Football Victoria
- Season: 2020

= 2020 Football Victoria season =

The 2020 season in Football Victoria refers to the competitions contested under the organisation of Football Victoria in 2020.

All NPL and grassroots competitions were suspended due to the impacts from the COVID-19 pandemic in Australia, effective 18 March, and were further extended. The season was only able to restart in a limited way for juniors in regional areas from September 24, whereas no football activities were able to take place in Metropolitan Melbourne. Preliminary plans for the resumption of competitions for the 2021 season were released in October 2020, confirming that the current season had effectively ended.

==League Tables==
===2020 National Premier Leagues Victoria===

The 2020 National Premier Leagues Victoria was the seventh season of the National Premier Leagues Victoria, the top tier of Victorian soccer, since its establishment in 2014. Bentleigh Greens were the defending champions from the previous season. Fourteen teams competed in the league – the top twelve teams from the previous season and two teams promoted from the National Premier Leagues Victoria 2 (Eastern Lions and St Albans Saints).

No Premier was declared.

In addition to this season being cancelled, the 2020 National Premier Leagues finals series was also cancelled (the NPL Premier normally qualifies for the national NPL finals series).

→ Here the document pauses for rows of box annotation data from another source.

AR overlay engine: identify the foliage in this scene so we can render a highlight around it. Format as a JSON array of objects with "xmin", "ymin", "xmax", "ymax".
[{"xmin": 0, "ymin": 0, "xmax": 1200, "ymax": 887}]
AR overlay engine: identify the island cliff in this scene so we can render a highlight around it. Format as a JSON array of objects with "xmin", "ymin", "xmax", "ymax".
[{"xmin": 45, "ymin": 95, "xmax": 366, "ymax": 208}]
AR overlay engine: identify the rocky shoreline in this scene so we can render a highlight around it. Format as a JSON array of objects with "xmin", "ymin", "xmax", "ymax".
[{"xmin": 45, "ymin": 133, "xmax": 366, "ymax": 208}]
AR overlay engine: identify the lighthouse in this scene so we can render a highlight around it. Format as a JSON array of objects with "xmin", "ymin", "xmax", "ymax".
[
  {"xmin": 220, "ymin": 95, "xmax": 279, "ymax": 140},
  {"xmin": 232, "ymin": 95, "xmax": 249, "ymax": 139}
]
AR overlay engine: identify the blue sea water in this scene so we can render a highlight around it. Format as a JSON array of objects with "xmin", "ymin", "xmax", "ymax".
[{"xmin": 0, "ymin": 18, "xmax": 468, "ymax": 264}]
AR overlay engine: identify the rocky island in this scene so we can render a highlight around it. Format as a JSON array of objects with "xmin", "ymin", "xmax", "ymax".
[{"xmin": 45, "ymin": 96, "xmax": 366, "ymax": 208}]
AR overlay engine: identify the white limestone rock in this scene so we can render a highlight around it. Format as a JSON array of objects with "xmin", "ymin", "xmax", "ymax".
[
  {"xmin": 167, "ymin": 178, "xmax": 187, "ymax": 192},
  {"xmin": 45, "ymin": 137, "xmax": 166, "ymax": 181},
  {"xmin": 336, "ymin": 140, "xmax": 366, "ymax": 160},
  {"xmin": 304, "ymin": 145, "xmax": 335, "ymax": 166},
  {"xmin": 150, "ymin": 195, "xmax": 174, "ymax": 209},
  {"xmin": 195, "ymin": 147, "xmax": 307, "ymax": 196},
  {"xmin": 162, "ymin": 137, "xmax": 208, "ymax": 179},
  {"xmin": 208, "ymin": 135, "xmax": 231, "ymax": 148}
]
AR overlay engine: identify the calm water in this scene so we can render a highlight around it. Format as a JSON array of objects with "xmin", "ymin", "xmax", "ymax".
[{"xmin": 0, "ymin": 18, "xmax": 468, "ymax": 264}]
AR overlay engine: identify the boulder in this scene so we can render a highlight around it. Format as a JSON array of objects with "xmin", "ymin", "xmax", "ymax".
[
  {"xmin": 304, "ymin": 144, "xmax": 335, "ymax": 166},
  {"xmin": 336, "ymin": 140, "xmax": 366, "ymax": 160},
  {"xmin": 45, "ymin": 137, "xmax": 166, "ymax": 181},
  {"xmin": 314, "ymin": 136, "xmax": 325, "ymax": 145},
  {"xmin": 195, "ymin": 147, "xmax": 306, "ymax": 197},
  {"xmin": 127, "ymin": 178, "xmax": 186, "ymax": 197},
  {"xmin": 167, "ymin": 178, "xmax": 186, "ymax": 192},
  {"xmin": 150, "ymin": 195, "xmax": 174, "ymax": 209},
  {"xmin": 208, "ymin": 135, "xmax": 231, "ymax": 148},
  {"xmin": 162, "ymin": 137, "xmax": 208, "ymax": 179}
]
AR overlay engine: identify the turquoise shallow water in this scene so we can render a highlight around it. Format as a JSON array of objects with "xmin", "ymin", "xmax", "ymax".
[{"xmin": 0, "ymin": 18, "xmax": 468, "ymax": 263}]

| Pos | Team | Pld | W | D | L | GF | GA | GD | Pts |
|---|---|---|---|---|---|---|---|---|---|
| 1 | Hume City | 5 | 5 | 0 | 0 | 11 | 3 | +8 | 15 |
| 2 | Oakleigh Cannons | 5 | 3 | 1 | 1 | 11 | 6 | +5 | 10 |
| 3 | Dandenong Thunder | 5 | 3 | 1 | 1 | 9 | 7 | +2 | 10 |
| 4 | Avondale | 5 | 4 | 0 | 1 | 14 | 4 | +10 | 9 |
| 5 | Heidelberg United | 5 | 3 | 0 | 2 | 10 | 6 | +4 | 9 |
| 6 | Port Melbourne | 5 | 2 | 3 | 0 | 8 | 4 | +4 | 9 |
| 7 | St Albans Saints | 5 | 2 | 3 | 0 | 7 | 3 | +4 | 9 |
| 8 | South Melbourne | 5 | 1 | 3 | 1 | 7 | 7 | 0 | 6 |
| 9 | Green Gully | 5 | 2 | 0 | 3 | 7 | 9 | −2 | 6 |
| 10 | Bentleigh Greens | 5 | 1 | 2 | 2 | 4 | 3 | +1 | 5 |
| 11 | Melbourne Knights | 5 | 0 | 2 | 3 | 7 | 16 | −9 | 2 |
| 12 | Dandenong City | 5 | 0 | 1 | 4 | 4 | 10 | −6 | 1 |
| 13 | Eastern Lions | 5 | 0 | 1 | 4 | 2 | 12 | −10 | 1 |
| 14 | Altona Magic | 5 | 0 | 1 | 4 | 2 | 13 | −11 | 1 |

===2020 National Premier Leagues Victoria 2===

The 2020 NPL Victoria 2 competition structure was changed from the previous year (which had been two conferences with 10 teams each), to a single group of 12 teams. No games were played.

===2020 National Premier Leagues Victoria 3===

The 2020 NPL Victoria 3 was originally scheduled to be the first season of the NPL Victoria 3, the third-tier of Victorian soccer. NPL Victoria 3 was created from the bottom halves of the East and West divisions of NPL Victoria 2 when the league was reorganised at the end of the 2019 season, with a single group of 12 teams. No games were played.

===2020 NPL Victoria Women===

The highest tier domestic football competition in Victoria for women is the National Premier Leagues Victoria Women. This was originally scheduled to be the fifth season of the NPL format. No games were played.

==Cup Competitions==
===2020 Dockerty Cup===

Football Victoria soccer clubs commenced the competition for the Dockerty Cup. The preliminary rounds doubled as the Victorian qualifiers for the 2020 FFA Cup, but the competition was suspended and ultimately cancelled after the Third preliminary round.